The consortium aims to address this challenge by providing frequency information based on sequence datasets that better reflect the diversity in the human population. So far, the 13 founding partners have contributed over 70,000 datasets — including 8,000 whole genomes — from individuals from over 100 countries. According to internal benchmarking studies done by Qiagen, using the information contained in the resource resulted in a 43 percent average reduction in false positive rates in causal variant identification without a corresponding dip in the number of true variants identified.

That percentage is based on preliminary results from exploring a representative group of solved whole-genome diagnostic case studies. In those studies, Qiagen researchers assessed the degree of reduction of false positive variants both with and without the added filters that the allele frequency information in the community resource provides, Doug Bassett, Qiagen Bioinformatics' CSO, told GenomeWeb in an email. As a baseline, the company used the Ingenuity Variant Analysis software's filter cascade, which filters variants based on frequency information from the 1000 Genomes Project, Complete Genomics Diversity Panel, and Exome Varinat Server.

"As the community grows, we will continue to monitor false positive reduction rates and publish more findings as they become available," he said.

Qiagen is hosting the allele frequency data on the same infrastructure that supports its existing fleet of NGS and variant data analysis solutions as well as its planned clinical decision support software solution. However, researchers don't have to be Qiagen customers to join the community and to access and contribute to the resource, Qiagen's Furmanski told GenomeWeb.
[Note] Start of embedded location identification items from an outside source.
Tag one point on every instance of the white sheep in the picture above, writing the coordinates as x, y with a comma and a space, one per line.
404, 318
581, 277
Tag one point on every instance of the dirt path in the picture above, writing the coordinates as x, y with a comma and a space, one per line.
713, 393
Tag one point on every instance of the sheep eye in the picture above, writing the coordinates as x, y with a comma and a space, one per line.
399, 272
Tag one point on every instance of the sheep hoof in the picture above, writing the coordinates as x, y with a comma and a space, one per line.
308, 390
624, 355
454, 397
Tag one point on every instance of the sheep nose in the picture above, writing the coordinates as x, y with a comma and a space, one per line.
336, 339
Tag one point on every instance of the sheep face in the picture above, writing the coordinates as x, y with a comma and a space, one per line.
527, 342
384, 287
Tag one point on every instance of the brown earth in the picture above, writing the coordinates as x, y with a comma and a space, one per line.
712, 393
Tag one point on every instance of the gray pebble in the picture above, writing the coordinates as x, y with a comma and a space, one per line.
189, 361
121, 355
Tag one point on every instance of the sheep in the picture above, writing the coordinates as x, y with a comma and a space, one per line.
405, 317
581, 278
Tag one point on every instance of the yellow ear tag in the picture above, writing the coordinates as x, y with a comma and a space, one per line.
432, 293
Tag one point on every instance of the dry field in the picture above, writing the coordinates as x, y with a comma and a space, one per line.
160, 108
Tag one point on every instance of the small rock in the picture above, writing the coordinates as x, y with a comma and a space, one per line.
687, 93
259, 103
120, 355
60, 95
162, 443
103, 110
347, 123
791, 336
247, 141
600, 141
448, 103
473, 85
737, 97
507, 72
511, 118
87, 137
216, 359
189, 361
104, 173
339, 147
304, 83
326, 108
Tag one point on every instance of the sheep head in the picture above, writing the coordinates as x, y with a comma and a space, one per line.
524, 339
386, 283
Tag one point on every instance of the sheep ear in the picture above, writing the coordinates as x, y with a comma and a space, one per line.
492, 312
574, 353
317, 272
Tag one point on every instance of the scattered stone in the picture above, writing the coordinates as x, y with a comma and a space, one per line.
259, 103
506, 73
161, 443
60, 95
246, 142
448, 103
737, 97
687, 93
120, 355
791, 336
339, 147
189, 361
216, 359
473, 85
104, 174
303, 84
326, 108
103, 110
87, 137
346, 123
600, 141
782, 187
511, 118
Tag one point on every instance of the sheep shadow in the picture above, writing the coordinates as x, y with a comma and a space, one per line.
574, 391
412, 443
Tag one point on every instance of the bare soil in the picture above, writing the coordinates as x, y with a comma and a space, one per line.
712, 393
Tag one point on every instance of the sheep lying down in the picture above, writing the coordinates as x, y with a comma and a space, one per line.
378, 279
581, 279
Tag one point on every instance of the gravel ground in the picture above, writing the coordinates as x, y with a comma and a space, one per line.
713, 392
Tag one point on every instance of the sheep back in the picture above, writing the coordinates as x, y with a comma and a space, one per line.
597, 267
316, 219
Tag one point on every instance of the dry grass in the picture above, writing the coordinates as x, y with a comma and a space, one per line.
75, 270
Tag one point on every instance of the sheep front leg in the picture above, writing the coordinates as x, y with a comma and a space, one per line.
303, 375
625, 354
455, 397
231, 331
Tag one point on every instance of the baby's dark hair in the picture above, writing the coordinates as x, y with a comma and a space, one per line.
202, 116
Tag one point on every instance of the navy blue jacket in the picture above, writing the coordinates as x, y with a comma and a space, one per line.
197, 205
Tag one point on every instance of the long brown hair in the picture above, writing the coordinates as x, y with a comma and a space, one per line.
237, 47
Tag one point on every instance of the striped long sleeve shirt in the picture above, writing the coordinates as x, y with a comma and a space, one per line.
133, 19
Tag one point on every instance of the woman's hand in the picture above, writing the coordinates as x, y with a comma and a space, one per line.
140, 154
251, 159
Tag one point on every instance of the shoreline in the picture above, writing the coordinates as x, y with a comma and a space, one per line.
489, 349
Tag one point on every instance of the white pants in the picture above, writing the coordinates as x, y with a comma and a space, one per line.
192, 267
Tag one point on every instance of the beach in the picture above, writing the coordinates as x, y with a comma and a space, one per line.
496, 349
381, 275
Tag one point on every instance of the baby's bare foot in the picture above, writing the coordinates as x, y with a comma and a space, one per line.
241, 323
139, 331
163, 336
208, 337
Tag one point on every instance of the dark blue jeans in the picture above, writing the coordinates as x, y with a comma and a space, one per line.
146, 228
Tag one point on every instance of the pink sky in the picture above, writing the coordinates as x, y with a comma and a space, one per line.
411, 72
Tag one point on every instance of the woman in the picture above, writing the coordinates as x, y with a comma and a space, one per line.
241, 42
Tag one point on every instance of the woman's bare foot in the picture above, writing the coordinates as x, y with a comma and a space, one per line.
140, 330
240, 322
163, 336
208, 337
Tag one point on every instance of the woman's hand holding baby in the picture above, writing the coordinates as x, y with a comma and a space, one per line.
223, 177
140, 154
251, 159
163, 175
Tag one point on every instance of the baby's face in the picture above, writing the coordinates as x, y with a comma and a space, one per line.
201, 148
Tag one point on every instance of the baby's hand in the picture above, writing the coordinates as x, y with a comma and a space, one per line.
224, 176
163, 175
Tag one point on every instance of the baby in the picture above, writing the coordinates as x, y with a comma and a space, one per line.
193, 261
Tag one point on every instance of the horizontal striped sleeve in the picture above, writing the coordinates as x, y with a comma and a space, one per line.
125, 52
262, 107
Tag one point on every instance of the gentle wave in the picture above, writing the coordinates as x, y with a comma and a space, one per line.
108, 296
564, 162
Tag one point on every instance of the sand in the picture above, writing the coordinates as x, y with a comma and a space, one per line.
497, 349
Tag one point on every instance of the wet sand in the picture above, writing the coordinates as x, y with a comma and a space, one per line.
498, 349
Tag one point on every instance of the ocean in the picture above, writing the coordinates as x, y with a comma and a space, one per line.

Consortium members can currently only explore the allele frequency data using Ingenuity Variant Analysis, but the company plans to make the information accessible via other tools in its portfolio including CLC Cancer Research Workbench, CLC Genomics Workbench, and Ingenuity Clinical decision support — currently in development. The input to the community database is vcf files, but if participants have BAM, SAM, for FASTQ files, they'll be able to process then using the CLC Workbench prior to submission.

Furmanski also said that Qiagen will offer free trials of its software for community members who aren't current customers, and they'll have the option to license the company's solutions.

The allele frequency coalition will be officially introduced at the Advances in Genome Biology and Technology meeting being held in Marco Island, Fla. this week. Besides Qiagen, Partners Healthcare, and Inova, other members are Columbia University Institute for Genomic Medicine; Emory Genetics Laboratory; Erasmus University Medical Center; Icahn Institute for Genomics and Multiscale Biology at Mount Sinai; the Institute for Systems Biology; Laboratory Corporation of America; New York Genome Center; University of British Columbia; University of Washington; and Weill Cornell Medical College.